Storms move out later on tonight and we transition toward quieter weather as we begin the new work week on Monday. We will still have nearly daily rain and storm chances on the board for the week ahead, but it will be much more in the way of the isolated afternoon/early evening pop-up variety that we usually see during the summer months. After today and tonight, no signs of big widespread rain for at least the next several days.
One big change that will start to happen this week is we make a solid shift toward warmer temperatures. We have already seen a preview of that this weekend with highs in the low to mid 90s, but more consistent and steady summer heat is coming this week.
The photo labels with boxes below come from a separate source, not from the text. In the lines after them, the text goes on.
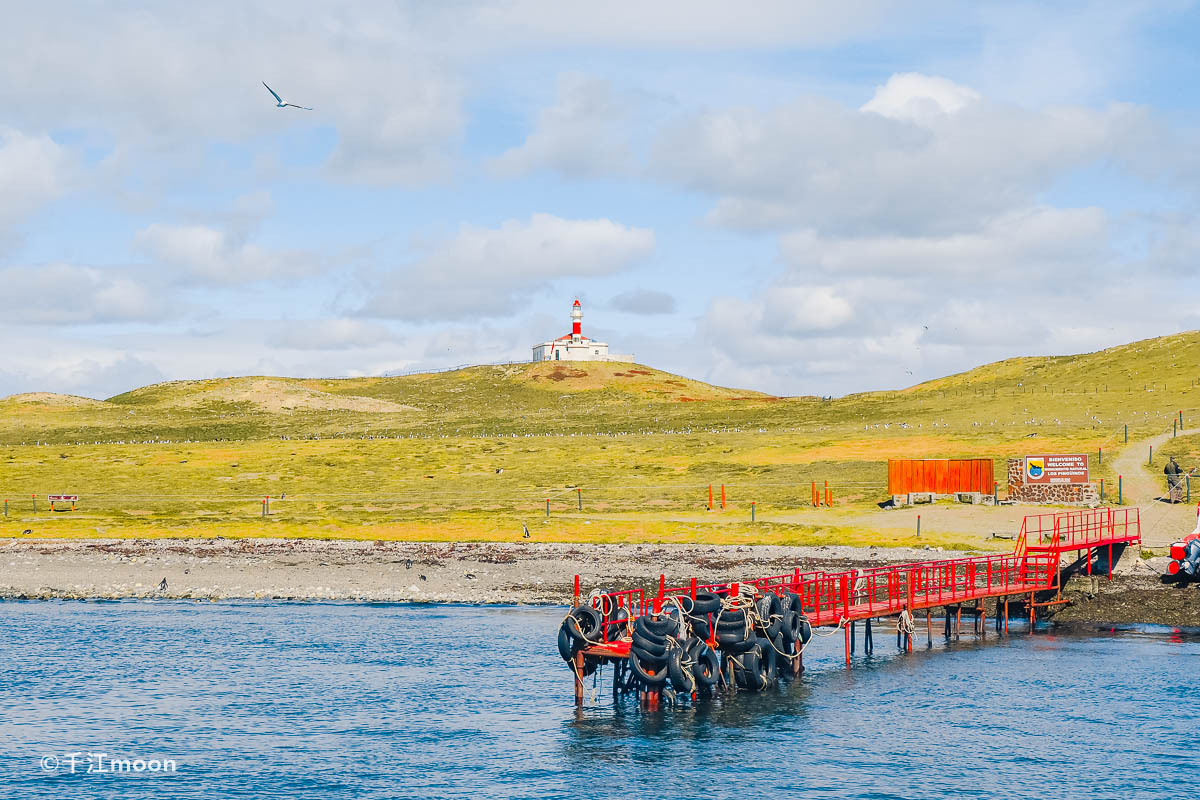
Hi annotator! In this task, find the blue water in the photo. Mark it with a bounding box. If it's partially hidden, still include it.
[0,602,1200,800]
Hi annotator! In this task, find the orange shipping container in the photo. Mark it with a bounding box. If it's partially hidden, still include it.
[888,458,995,494]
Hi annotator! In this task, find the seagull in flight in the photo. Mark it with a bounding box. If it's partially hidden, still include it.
[263,80,312,112]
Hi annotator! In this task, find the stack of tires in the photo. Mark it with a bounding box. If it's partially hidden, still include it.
[716,594,812,692]
[629,599,720,697]
[558,606,604,675]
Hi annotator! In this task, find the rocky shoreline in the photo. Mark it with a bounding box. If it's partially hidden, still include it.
[0,539,1200,626]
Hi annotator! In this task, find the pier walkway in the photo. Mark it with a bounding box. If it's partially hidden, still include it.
[575,509,1141,663]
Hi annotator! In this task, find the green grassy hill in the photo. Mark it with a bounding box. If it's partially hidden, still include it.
[0,332,1200,541]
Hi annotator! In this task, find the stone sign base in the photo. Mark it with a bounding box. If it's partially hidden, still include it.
[1008,458,1100,506]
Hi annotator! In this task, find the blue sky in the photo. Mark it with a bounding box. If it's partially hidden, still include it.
[0,0,1200,397]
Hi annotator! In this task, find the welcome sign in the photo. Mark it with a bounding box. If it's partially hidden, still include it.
[1025,456,1087,483]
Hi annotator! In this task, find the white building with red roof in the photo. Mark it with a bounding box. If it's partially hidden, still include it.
[533,300,634,361]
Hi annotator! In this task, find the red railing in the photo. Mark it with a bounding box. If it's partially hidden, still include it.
[585,509,1141,642]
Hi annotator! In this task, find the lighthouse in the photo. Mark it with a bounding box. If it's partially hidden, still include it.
[533,299,634,361]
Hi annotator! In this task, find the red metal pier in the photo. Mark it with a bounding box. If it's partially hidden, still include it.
[575,509,1141,702]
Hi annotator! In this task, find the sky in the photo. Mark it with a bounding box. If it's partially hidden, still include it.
[0,0,1200,398]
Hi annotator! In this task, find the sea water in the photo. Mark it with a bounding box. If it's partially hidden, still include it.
[0,601,1200,800]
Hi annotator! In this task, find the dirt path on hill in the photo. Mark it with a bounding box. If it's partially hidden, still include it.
[1112,428,1200,548]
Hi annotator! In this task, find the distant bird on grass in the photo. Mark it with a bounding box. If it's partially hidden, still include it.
[263,80,312,112]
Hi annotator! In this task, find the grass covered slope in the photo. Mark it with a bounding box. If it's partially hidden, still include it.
[0,332,1200,543]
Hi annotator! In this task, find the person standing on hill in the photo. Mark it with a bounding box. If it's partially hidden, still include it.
[1163,456,1183,503]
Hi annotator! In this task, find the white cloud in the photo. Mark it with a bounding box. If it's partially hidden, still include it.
[860,72,980,124]
[0,264,160,325]
[780,206,1109,284]
[364,213,654,320]
[0,127,73,234]
[133,223,316,284]
[488,73,632,178]
[653,74,1160,235]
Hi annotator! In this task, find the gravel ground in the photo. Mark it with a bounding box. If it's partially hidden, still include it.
[0,539,1200,626]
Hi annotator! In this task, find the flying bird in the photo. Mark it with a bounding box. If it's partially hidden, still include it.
[263,80,312,112]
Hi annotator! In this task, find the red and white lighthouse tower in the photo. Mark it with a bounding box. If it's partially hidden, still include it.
[533,300,634,361]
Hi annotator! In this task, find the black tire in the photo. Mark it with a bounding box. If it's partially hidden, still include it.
[664,595,696,616]
[565,606,604,644]
[716,615,746,633]
[629,650,667,686]
[667,644,696,697]
[634,616,667,644]
[629,644,667,668]
[634,631,667,658]
[758,639,779,685]
[558,619,578,661]
[737,643,770,692]
[688,642,721,687]
[604,608,629,642]
[779,608,800,645]
[716,636,755,652]
[782,591,804,614]
[716,608,746,627]
[756,591,782,619]
[634,616,679,636]
[800,615,812,645]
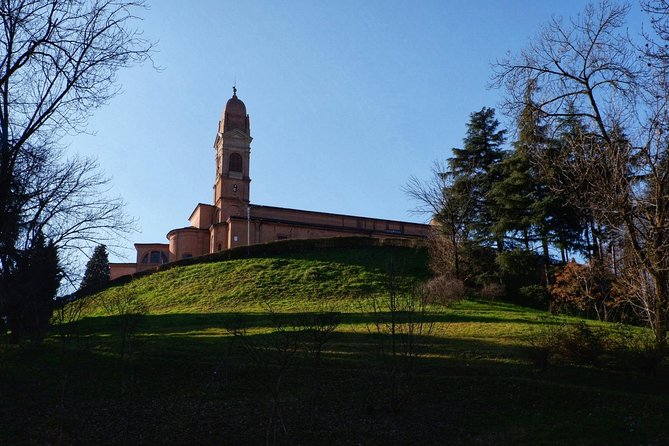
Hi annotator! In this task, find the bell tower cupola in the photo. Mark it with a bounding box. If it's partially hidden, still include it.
[214,87,253,223]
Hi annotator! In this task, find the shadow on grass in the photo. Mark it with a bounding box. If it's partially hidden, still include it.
[64,312,563,335]
[5,313,669,445]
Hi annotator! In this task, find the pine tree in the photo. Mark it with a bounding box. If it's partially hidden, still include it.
[448,107,506,251]
[6,233,62,343]
[79,245,109,294]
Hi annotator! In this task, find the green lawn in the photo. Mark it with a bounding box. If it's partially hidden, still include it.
[0,248,669,445]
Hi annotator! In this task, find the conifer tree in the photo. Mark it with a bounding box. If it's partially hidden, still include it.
[6,233,62,343]
[448,107,506,251]
[79,245,109,293]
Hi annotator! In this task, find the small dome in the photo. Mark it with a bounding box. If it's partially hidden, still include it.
[225,87,246,117]
[221,87,249,134]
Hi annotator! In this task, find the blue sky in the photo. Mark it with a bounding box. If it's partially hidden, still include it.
[65,0,636,260]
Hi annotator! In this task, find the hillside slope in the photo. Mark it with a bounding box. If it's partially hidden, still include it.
[0,245,669,446]
[86,243,429,316]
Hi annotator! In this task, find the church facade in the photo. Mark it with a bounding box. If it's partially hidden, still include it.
[110,88,430,279]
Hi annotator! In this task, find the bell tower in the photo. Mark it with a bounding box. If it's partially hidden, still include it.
[214,87,253,223]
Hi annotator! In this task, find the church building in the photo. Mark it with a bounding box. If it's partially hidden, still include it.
[110,87,430,279]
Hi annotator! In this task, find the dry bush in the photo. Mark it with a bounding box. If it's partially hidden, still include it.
[479,282,506,300]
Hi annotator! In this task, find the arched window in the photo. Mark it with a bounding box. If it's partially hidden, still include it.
[230,153,242,172]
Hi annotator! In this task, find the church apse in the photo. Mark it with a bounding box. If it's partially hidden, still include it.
[104,88,430,279]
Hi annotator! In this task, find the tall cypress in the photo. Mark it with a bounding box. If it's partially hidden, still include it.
[448,107,506,251]
[79,245,109,294]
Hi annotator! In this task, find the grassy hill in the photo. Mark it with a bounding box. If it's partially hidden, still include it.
[0,240,669,445]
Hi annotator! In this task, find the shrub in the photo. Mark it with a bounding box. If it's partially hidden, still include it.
[479,282,506,300]
[518,285,549,309]
[528,322,605,366]
[606,324,667,374]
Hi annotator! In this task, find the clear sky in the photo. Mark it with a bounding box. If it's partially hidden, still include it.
[65,0,638,261]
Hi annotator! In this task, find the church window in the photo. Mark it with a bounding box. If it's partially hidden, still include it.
[142,251,167,264]
[230,153,242,172]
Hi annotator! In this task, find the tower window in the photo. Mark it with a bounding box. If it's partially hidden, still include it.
[230,153,242,172]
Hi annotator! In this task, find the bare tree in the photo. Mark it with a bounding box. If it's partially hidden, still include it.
[403,161,473,279]
[494,0,669,346]
[0,0,152,311]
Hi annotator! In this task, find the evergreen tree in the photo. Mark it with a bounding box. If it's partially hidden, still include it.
[490,93,546,250]
[79,245,109,293]
[6,233,62,343]
[448,107,506,251]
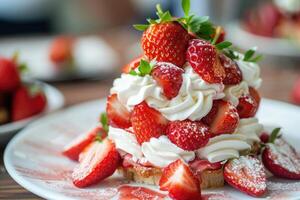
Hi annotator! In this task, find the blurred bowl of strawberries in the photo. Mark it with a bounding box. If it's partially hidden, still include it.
[0,56,64,144]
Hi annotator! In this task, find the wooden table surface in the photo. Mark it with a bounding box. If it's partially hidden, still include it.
[0,32,300,199]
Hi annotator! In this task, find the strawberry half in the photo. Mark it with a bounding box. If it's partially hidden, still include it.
[0,58,21,92]
[131,101,168,144]
[262,138,300,180]
[12,86,47,121]
[186,39,225,83]
[106,94,131,129]
[151,62,184,99]
[122,56,143,74]
[224,156,267,197]
[219,54,243,85]
[159,160,201,200]
[166,120,211,151]
[63,125,107,161]
[141,22,190,67]
[202,100,239,136]
[236,93,258,118]
[72,139,120,188]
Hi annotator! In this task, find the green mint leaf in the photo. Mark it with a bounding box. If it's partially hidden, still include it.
[243,49,255,61]
[216,41,232,50]
[181,0,191,17]
[268,128,281,143]
[133,24,149,31]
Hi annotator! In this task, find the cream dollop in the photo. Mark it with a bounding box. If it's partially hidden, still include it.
[108,126,143,158]
[237,56,262,89]
[111,66,225,121]
[224,81,249,106]
[142,135,195,167]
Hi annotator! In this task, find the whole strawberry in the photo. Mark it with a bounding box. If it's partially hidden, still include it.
[166,120,211,151]
[142,22,190,67]
[151,62,184,99]
[0,58,21,92]
[186,39,225,83]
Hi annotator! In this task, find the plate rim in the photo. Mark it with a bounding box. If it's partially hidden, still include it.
[3,98,300,199]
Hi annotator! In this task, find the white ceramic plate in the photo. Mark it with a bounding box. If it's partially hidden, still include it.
[0,36,119,81]
[4,99,300,200]
[226,22,300,57]
[0,82,64,144]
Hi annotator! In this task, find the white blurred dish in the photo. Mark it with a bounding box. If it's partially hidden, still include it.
[0,36,119,81]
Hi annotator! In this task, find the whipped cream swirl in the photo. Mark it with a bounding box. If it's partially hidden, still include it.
[111,66,225,121]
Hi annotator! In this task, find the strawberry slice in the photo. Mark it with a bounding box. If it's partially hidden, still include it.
[166,120,211,151]
[122,56,143,74]
[63,125,107,161]
[236,93,258,118]
[202,100,239,136]
[106,94,131,129]
[72,139,120,188]
[186,39,225,83]
[131,101,168,144]
[219,54,243,85]
[224,156,267,197]
[262,138,300,180]
[151,62,184,99]
[159,159,201,200]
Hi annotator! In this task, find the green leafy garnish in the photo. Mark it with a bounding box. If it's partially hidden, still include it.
[129,59,156,76]
[243,49,262,62]
[268,128,281,143]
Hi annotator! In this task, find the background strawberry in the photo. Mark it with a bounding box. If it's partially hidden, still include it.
[131,101,168,144]
[186,39,225,83]
[0,58,21,92]
[11,85,47,121]
[166,120,211,151]
[151,62,184,99]
[141,22,190,67]
[224,156,267,197]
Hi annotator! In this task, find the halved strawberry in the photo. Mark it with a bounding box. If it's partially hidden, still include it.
[262,138,300,180]
[202,100,239,136]
[106,94,131,129]
[159,159,201,200]
[122,56,143,74]
[63,125,107,161]
[72,139,120,188]
[151,62,184,99]
[219,54,243,85]
[141,22,190,67]
[224,156,267,197]
[166,120,211,151]
[131,101,168,144]
[186,39,225,83]
[236,94,258,118]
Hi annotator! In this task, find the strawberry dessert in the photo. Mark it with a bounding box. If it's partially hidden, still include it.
[63,0,300,200]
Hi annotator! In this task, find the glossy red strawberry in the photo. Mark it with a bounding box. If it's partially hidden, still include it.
[151,62,184,99]
[63,125,107,161]
[224,156,267,197]
[142,22,190,67]
[122,56,143,74]
[166,120,211,151]
[11,86,47,121]
[72,139,120,188]
[131,102,168,144]
[106,94,131,128]
[202,100,239,136]
[0,58,21,92]
[159,160,201,200]
[236,94,258,118]
[219,54,243,85]
[49,36,74,63]
[186,39,225,83]
[262,139,300,180]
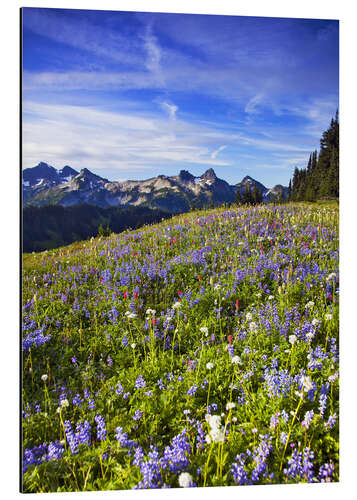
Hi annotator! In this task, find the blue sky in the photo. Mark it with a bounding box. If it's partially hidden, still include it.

Behind this front on Monday, we have a brief slight cool down with daytime highs hovering in the upper 80s to lower 90s, but then we trend hotter as the week continues. The upper-level ridge of high pressure that’s been parked over the Plains starts building into the Lower Mississippi Valley and toward the Southeast by late week. Daytime highs start climbing consistently into the lower to middle 90s for Tuesday and Wednesday, and by the latter part of the week and the coming weekend, we are in the mid to upper 90s at minimum. There is some raw model guidance that takes us into the triple digits for daytime air temp highs by Friday and Saturday, and it’s very possible we may have to shift our official forecast in that direction as we get closer. Heat index values look to hang in the mid 90s through Wednesday, but as high temps soar and humidity builds by late week, those heat index values climb well above 100 degrees, possibly above 105 degrees, by Thursday, Friday, and Saturday. It is likely we will meet at least Heat Advisory criteria during this time, and I can’t completely rule out some areas getting near Excessive Heat Warning criteria. Summer weather has taken its time getting here, but it definitely looks to be on the way!